Chez les femmes enceintes, sa présence est associée à un risque de complications obstétricales : avortement spontané, rupture prématurée des membranes, chorioamniotite, naissance d’enfant de petits poids, endométrite du post-partum, infections de plaie de césarienne.
Les méta-analyses ont montré que les femmes enceintes présentant une vaginose bactérienne ont un risque d’accouchement prématuré deux fois supérieur aux autres, ce risque est d’autant plus élevé que le diagnostic a été porté en début de grossesse avant 16 SA.
7. Pourquoi les sages-femmes doivent être vigilantes?
Les sages-femmes doivent être vigilantes dans la surveillance des grossesses à cause des complications chez les femmes enceintes, et particulièrement lorsque leur patiente a présenté une menace d’accouchement prématuré ou un accouchement prématuré.

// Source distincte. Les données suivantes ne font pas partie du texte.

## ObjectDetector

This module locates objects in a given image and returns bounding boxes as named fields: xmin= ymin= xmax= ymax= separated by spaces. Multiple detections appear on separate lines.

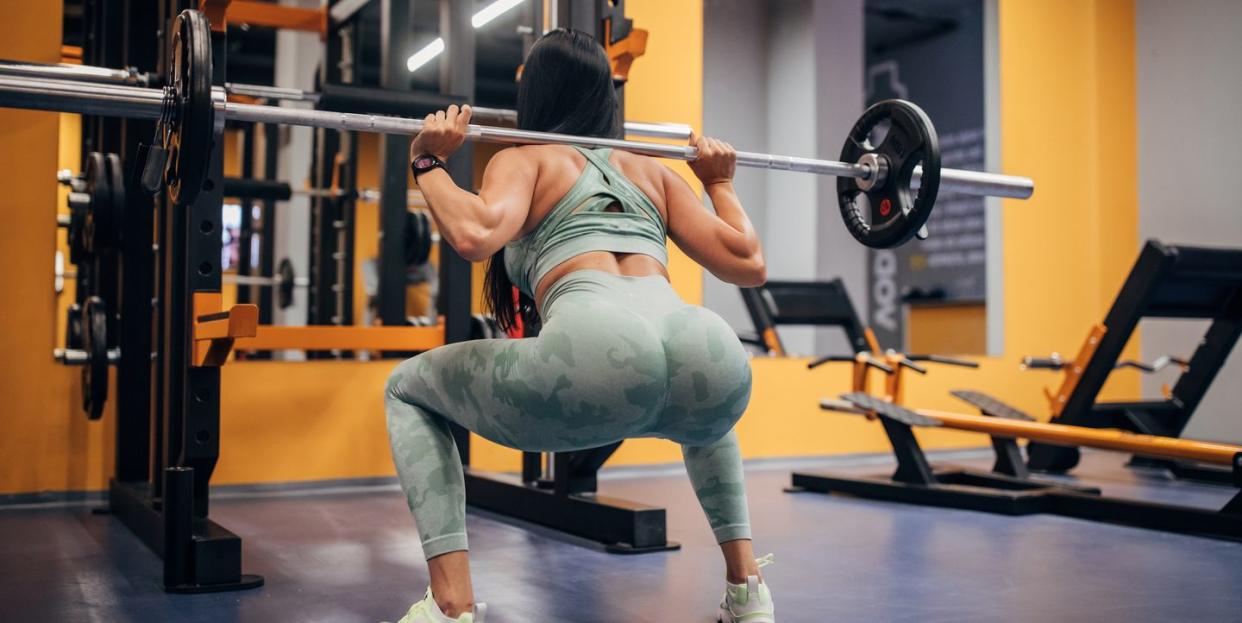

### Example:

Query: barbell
xmin=0 ymin=10 xmax=1035 ymax=248
xmin=0 ymin=60 xmax=692 ymax=140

Dans ce cas, il est préconisé de prescrire un prélèvement vaginal au 1er trimestre. En effet, les études ont montré une réduction du taux d’accouchement prématuré par le dépistage et le traitement de la vaginose asymptomatique en début de grossesse dans le groupe des patientes à risque. Elles doivent aussi être attentives dans le post-partum en raison des risques d’endométrite.
8. Doit-on traiter?
Oui, si la patiente présente une symptomatologie, ou si la patiente est enceinte.
9. Quel est le traitement généraliste?
Le Secnidazole (Secnol©) 1 sachet de 2g en prise orale, ou le métrodinazole (Flagyl©) 1 g par jour durant 7 jours en prise orale associé à : la suppression des habitudes d’hygiène excessive l'utilisation de préservatifs pourrait atténuer la probabilité de constater des récurrences sur les femmes actives au plan sexuel. Le traitement du partenaire ne semble plus d’actualité, car il n’est d’aucune aide.
10. Et les probiotiques?
L’utilisation de probiotiques n’est pas démontrée faute d’études, toutefois une étude chinoise publiée montre que les femmes du groupe « probiotique » ont une récurrence plus faible que celles du groupe « placebo », cette étude se fondait sur les critères cliniques. Les probiotiques sont des lactobacilles de remplacement, dans un premier temps, ils remplacent la flore naturelle défaillante puis ils vont créer les conditions écologiques propices à la recolonisation du vagin par la flore naturelle.